—Tu vas dégager cette porte à l’instant, sans faire trop de bruit!...

Ui...

—Débarrasse le passage des deux côtés, chez toi comme chez moi; puis tu laisseras la tienne entre-bâillée. Quand la Cibot viendra te remplacer près de moi (elle est capable d’arriver ce matin une heure plus tôt), tu t’en iras comme à l’ordinaire dormir, et tu paraîtras bien fatigué. Tâche d’avoir l’air endormi... Dès qu’elle se sera mise dans son fauteuil, passe par ta porte et reste en observation, là, en entr’ouvrant le petit rideau de mousseline de cette porte vitrée, et regarde bien ce qui se passera... Tu comprends?

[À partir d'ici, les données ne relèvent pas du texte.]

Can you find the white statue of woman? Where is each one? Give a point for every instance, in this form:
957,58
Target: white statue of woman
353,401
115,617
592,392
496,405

Che t’ai gompris, tî grois que la scélérade prîlera le desdaman...

—Je ne sais pas ce qu’elle fera, mais je suis sûr que tu ne la prendras plus pour un ange, après. Maintenant, fais-moi de la musique, réjouis-moi par quelqu’une de tes improvisations... Ça t’occupera, tu perdras tes idées noires, et tu me rempliras cette triste nuit par tes poëmes...

Schmucke se mit au piano. Sur ce terrain, et au bout de quelques instants, l’inspiration musicale, excitée par le tremblement de la douleur et l’irritation qu’elle lui causait, emporta le bon Allemand, selon son habitude, au delà des mondes. Il trouva des thèmes sublimes sur lesquels il broda des caprices exécutés tantôt avec la douleur et la perfection raphaëlesques de Chopin, tantôt avec la fougue et le grandiose dantesque de Liszt, les deux organisations musicales qui se rapprochent le plus de celle de Paganini. L’exécution, arrivée à ce degré de perfection, met en apparence l’exécutant à la hauteur du poëte, il est au compositeur ce que l’acteur est à l’auteur, un divin traducteur de choses divines. Mais, dans cette nuit où Schmucke fit entendre par avance à Pons les concerts du Paradis, cette délicieuse musique qui fait tomber des mains de sainte Cécile ses instruments, il fut à la fois Beethoven et Paganini, le créateur et l’interprète! Intarissable comme le rossignol, sublime comme le ciel sous lequel il chante, varié, feuillu comme la forêt qu’il emplit de ses roulades, il se surpassa, et plongea le vieux musicien qui l’écoutait dans l’extase que Raphaël a peinte, et qu’on va voir à Bologne. Cette poésie fut interrompue par une affreuse sonnerie. La bonne des locataires du premier étage vint prier Schmucke, de la part de ses maîtres, de finir ce sabbat. Madame, monsieur et mademoiselle Chapoulot étaient éveillés, ne pouvaient plus se rendormir, et faisaient observer que la journée était assez longue pour répéter les musiques de théâtre, et que, dans une maison du Marais, on ne devait pas pianoter pendant la nuit... Il était environ trois heures du matin. A trois heures et demie, selon les prévisions de Pons, qui semblait avoir entendu la conférence de Fraisier et de la Cibot, la portière se montra. Le malade jeta sur Schmucke un regard d’intelligence qui signifiait:—N’ai-je pas bien deviné? Et il se mit dans la position d’un homme qui dort profondément.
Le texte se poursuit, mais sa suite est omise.